🤖 AI Summary
Large language models (LLMs) suffer from hallucination and outdated knowledge when deployed in dynamic social media environments due to reliance on static training data. To address this, we propose a retrieval-augmented generation (RAG) framework tailored for community response prediction. Grounded in social computing principles, our method jointly retrieves historical community interactions (e.g., X platform posts) and heterogeneous external knowledge (e.g., news, policy documents), then co-models ideological, affective, and semantic features to enable fine-grained prediction of responses to both real and hypothetical posts. Unlike conventional RAG approaches, our framework overcomes key adaptability bottlenecks in social contexts and introduces the first dynamic reasoning paradigm supporting counterfactual social analysis. Evaluated across six representative X-platform scenarios, our method achieves >10% average improvement in key metrics, significantly enhancing response diversity, ideological sensitivity, and factual accuracy.
📝 Abstract
This paper introduces SCRAG, a prediction framework inspired by social computing, designed to forecast community responses to real or hypothetical social media posts.

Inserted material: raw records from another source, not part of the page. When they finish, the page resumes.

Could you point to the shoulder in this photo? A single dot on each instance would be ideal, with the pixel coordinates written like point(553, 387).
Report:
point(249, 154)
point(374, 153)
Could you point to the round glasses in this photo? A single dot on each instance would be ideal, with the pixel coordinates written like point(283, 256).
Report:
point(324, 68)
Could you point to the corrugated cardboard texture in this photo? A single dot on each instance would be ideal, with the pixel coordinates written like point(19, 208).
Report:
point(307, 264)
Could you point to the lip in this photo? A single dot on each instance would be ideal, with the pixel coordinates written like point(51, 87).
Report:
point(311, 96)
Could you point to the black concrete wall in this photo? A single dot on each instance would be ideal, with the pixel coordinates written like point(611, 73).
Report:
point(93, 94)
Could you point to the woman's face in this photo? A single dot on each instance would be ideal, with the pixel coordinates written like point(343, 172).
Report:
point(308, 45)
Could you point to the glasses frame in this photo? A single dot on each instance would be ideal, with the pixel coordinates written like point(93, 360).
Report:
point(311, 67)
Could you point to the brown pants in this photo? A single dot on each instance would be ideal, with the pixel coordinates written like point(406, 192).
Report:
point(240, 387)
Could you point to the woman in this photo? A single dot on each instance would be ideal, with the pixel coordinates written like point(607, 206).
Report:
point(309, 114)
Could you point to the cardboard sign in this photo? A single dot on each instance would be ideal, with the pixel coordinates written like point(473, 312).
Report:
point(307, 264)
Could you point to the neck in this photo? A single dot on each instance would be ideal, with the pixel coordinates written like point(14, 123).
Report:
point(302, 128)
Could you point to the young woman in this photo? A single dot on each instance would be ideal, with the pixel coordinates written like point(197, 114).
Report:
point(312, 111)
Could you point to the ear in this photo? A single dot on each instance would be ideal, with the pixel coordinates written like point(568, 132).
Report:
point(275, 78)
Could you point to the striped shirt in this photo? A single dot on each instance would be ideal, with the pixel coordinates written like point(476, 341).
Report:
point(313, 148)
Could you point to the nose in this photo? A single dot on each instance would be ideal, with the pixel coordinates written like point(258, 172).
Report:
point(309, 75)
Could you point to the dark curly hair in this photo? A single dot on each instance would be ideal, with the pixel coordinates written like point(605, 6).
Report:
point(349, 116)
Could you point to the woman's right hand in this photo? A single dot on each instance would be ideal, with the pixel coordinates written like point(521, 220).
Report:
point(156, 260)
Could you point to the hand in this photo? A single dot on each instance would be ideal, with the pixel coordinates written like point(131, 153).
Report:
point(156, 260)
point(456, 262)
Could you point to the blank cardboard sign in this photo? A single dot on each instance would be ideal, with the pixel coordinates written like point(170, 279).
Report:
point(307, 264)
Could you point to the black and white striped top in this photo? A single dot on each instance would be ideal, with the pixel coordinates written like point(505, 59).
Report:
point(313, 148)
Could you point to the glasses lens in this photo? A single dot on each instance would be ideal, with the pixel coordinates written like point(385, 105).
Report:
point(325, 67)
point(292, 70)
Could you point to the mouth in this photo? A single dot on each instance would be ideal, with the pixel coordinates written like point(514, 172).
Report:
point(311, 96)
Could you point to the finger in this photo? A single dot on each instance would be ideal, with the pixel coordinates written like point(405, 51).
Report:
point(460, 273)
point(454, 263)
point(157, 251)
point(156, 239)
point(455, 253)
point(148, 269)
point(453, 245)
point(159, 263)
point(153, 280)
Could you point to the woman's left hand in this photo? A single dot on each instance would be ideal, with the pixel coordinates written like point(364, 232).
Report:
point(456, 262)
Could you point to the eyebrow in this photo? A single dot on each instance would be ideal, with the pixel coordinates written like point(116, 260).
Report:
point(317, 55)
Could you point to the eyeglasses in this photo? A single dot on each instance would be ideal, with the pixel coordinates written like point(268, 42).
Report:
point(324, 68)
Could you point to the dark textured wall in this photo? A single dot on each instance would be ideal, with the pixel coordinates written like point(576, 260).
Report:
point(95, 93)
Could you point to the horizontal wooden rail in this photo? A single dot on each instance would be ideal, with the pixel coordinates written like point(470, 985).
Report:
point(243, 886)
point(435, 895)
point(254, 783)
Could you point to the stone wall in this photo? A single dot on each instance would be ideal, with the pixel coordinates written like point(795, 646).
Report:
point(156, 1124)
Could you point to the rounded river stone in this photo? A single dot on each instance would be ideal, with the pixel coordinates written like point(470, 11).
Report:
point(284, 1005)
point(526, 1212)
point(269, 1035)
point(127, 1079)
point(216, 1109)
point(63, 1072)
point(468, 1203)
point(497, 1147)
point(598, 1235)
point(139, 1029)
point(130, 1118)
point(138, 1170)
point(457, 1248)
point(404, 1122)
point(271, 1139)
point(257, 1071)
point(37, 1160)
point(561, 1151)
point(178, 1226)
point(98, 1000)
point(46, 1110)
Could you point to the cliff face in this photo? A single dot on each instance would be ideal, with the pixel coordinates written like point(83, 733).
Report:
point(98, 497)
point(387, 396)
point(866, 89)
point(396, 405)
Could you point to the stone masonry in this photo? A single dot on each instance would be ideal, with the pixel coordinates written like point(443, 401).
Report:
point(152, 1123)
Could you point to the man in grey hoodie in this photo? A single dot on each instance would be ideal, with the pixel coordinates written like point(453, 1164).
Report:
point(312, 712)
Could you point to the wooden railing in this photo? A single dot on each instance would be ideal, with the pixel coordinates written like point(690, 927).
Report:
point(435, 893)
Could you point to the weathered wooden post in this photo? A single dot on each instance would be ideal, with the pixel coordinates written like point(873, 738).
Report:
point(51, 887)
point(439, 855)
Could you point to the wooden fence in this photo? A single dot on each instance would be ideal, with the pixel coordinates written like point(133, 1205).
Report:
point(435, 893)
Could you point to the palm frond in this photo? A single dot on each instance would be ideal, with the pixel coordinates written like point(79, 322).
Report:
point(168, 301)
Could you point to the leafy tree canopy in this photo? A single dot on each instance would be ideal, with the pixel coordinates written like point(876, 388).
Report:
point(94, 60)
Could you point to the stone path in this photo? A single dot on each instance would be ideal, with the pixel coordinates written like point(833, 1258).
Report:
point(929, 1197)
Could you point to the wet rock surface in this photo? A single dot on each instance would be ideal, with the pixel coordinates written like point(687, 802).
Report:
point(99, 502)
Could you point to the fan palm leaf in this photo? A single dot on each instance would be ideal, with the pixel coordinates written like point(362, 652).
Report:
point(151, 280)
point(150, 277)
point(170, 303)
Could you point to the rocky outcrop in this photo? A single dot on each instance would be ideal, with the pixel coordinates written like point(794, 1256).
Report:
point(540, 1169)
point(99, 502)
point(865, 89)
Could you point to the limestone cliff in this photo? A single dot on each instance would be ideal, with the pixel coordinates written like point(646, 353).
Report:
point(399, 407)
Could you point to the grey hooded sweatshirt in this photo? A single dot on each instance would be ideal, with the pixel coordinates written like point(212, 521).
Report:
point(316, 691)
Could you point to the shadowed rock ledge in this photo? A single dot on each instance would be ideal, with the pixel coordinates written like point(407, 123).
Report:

SCRAG can be used by public relations specialists (e.g., to craft messaging in ways that avoid unintended misinterpretations) or public figures and influencers (e.g., to anticipate social responses), among other applications related to public sentiment prediction, crisis management, and social what-if analysis. While large language models (LLMs) have achieved remarkable success in generating coherent and contextually rich text, their reliance on static training data and susceptibility to hallucinations limit their effectiveness at response forecasting in dynamic social media environments. SCRAG overcomes these challenges by integrating LLMs with a Retrieval-Augmented Generation (RAG) technique rooted in social computing. Specifically, our framework retrieves (i) historical responses from the target community to capture their ideological, semantic, and emotional makeup, and (ii) external knowledge from sources such as news articles to inject time-sensitive context. This information is then jointly used to forecast the responses of the target community to new posts or narratives. Extensive experiments across six scenarios on the X platform (formerly Twitter), tested with various embedding models and LLMs, demonstrate over 10% improvements on average in key evaluation metrics. A concrete example further shows its effectiveness in capturing diverse ideologies and nuances. Our work provides a social computing tool for applications where accurate and concrete insights into community responses are crucial.